Here is a picture of my husband and myself, taken in our backyard. My name is not a nickname for the Christian name of Paul, but a variation of Polly or Pollyana, which in turn was the sobriquet given to me as an infant. My first name is Mary-Judith [Marie-Yvette in French], my middle name that of Edith. Mary-Judith or Marie-Yvette is a serious, sedate mouthful to call a little baby who was as bubbly and energetic as I was. Immediately people began calling me Pollyana, an old-fashion name not much in use anymore, synonymous with being happy-go-lucky as the phrase went. The name stuck, we changed it to Pauly to avoid the usual Polly wants a cracker cracks, etc. Sacramentally I have always used my real name, of which I am most proud, but socially and legally I use Pauly in order to avoid confusion in general.

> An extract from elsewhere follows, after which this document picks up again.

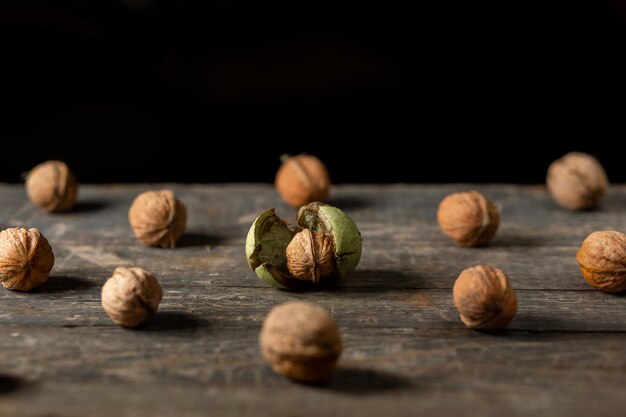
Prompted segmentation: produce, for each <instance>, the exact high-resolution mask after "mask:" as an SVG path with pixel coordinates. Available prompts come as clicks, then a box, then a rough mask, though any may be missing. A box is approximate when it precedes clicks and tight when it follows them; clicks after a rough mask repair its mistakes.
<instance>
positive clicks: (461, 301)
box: [452, 265, 517, 330]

If you want to address me by my given name, as my maternal grandmother did, though, I would find it most agreeable as I am grateful that I should have been blessed with such an elegant name, that of Our Lady and her prototype, another Queen, Judith, from the Old Testament. Edith means happiness. I must have taken the name to heart without consciously knowing it, because I am easily contented. Judith means praise and ever since I can remember, I have wanted to praise God, more so when things go badly in human terms. The meaning of the name Mary is considered by some to be problematic because it is not known for certain whether it is a derivative word with compound meanings, such as sea of bitterness [Hebrew] as was thought by St. Jerome or "Star of the Sea [the hymn, Stella Maris]" or dating as far back as the ancient Egyptians, meaning beloved, or loved by God. Since we know how exquisitely beautiful the Mother of God is, her name now represents the perfection of beauty. I see beauty and its God-given splendors almost everywhere, even in the midst of sorrow. I have thus sometimes been called "unrealistic". My father said that as a small girl I would shriek with joy at every flower, everything that most people would describe as beautiful, almost bubbling over with plenitude. I don't recall that far back, I am seventy this year, but I believed him. I no longer express exultance so lavishly or loudly, as I was indeed taught self-restraint by that same father who delighted in my delight. But a smile is never far from my face, even when I am trying to be serious, as we both were when the picture was taken. I guess I am a true Pollyana after all. Ray was holding a smile in also, but you can detect it about to get loose. That afternoon we both wanted to be quiet and thoughtful, there was a sense of awe and peace in that garden guided by the hands of God and the intrusion of a photographer somehow almost disturbed it. We were caught unexpectedly, but consented. I do not like posing for pictures usually and wanted to hide, in fact was trying to somewhat do so by standing a little behind my husband. Even at this I was overcome with happiness.

The embellished image of the Holy Family is by SASSOFERRATO, a Baroque painter, 1609-1685.